There is desecration of God’s gift of human dignity. There is unpeace.

On June 30, 2022, President-elect Ferdinand Marcos Jr. was sworn into the highest office in the land. Based on our history, the prospects of peace under a Marcos presidency seem to us quite dim. But we are inspired by our guest speakers —former Chief Justice Hilario Davide; Bishop Reuel Norman O. Marigza, the General Secretary of the National Council of Churches in the Philippines; human rights lawyer Neri Colmenares; theologian Dr. Melba Maggay of the Institute for Studies in Asian Church and Cultures; Bishop Jose Colin Bagaforo, National Director of Caritas Philippines; and our sisters and brothers who brought their testimonies from the ground—to NEVER GIVE UP hope, and continue to work for a just and enduring peace! They exhorted us to be creative, use lessons learned, rediscover the resources of our faith and culture, build friendships and bridges, keep speaking truth to power, continue our critical and principled engagement, and link up and work with the growing movement for change and good governance.

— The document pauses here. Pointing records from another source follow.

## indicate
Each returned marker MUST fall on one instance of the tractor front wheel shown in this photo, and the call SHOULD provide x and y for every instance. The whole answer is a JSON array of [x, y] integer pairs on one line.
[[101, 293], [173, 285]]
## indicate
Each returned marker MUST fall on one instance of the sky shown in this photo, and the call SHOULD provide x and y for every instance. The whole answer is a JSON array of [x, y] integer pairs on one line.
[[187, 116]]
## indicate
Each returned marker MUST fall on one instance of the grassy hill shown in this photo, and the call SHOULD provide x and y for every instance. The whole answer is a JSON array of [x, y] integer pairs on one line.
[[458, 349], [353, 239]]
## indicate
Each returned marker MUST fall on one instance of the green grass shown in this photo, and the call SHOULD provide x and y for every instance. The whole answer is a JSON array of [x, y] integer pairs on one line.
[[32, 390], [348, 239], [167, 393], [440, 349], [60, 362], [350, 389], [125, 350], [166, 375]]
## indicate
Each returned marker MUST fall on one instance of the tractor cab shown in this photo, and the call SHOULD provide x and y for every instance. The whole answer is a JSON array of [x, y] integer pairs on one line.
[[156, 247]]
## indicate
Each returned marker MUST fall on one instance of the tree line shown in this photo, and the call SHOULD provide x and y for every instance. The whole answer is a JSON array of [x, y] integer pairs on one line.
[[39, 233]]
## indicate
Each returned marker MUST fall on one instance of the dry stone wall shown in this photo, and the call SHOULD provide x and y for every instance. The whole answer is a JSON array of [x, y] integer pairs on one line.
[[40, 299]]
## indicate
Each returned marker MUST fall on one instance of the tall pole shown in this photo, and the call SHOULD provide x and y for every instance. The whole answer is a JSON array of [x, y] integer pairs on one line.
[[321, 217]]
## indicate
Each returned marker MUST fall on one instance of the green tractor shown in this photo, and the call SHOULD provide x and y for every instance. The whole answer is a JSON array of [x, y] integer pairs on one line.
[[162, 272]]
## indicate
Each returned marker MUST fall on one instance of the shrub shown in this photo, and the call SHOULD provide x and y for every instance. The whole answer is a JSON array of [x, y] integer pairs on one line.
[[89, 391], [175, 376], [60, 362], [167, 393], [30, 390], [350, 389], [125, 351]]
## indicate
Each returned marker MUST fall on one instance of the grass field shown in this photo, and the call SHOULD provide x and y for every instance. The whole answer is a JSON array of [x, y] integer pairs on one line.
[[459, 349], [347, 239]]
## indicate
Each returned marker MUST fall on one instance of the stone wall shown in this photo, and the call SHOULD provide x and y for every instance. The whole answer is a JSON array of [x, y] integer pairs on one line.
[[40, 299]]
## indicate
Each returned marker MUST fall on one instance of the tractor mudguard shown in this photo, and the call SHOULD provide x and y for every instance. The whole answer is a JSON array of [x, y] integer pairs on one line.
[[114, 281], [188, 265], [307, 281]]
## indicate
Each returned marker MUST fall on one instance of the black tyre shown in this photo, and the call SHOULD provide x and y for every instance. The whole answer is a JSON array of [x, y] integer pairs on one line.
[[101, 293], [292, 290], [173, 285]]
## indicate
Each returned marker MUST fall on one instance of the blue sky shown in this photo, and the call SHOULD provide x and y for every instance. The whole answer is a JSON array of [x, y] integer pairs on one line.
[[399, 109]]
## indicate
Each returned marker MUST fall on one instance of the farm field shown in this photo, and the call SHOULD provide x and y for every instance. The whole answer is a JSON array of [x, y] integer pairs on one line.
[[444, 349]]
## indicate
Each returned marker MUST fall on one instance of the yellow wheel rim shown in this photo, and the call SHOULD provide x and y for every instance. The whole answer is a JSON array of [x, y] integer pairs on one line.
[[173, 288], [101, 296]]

We are encouraged and inspired by the commitment of the women and youth of faith to be PEPP’s co-sojourners for just peace. We will also persistently work with the Citizens’ Alliance for Just Peace[2] in calling for the resumption of the GRP-NDFP formal peace talks.

For the formal peace negotiations to proceed in earnest, we appeal to the incoming lawmakers to pass a resolution in both houses of Congress to support the formal peace talks. We also appeal to them to repeal the Anti-terrorism Act of 2020 as a serious impediment to peace.

The incoming administration has banked on the rhetoric of unity, but there can be no true unity when there is no peace. Thus, we call on President-elect Marcos Jr. and his government to resume the GRP-NDFP formal peace talks, which address the roots of the armed conflict; respect the work and agreements that have been entered into by past leaderships; and employ a “whole-people-and-country approach.” We also demand a stop to the practices of red-tagging, filing of trumped-up cases against dissenters, and extrajudicial killings; the release of all political prisoners; and the abolition of the NTF-ELCAC. Above all, we remind the incoming leaders to respect the sovereign Filipino people, and ensure that human rights and the rule of law are respected at all times.

This comes with our prayer to Jesus Christ, the Prince of Peace.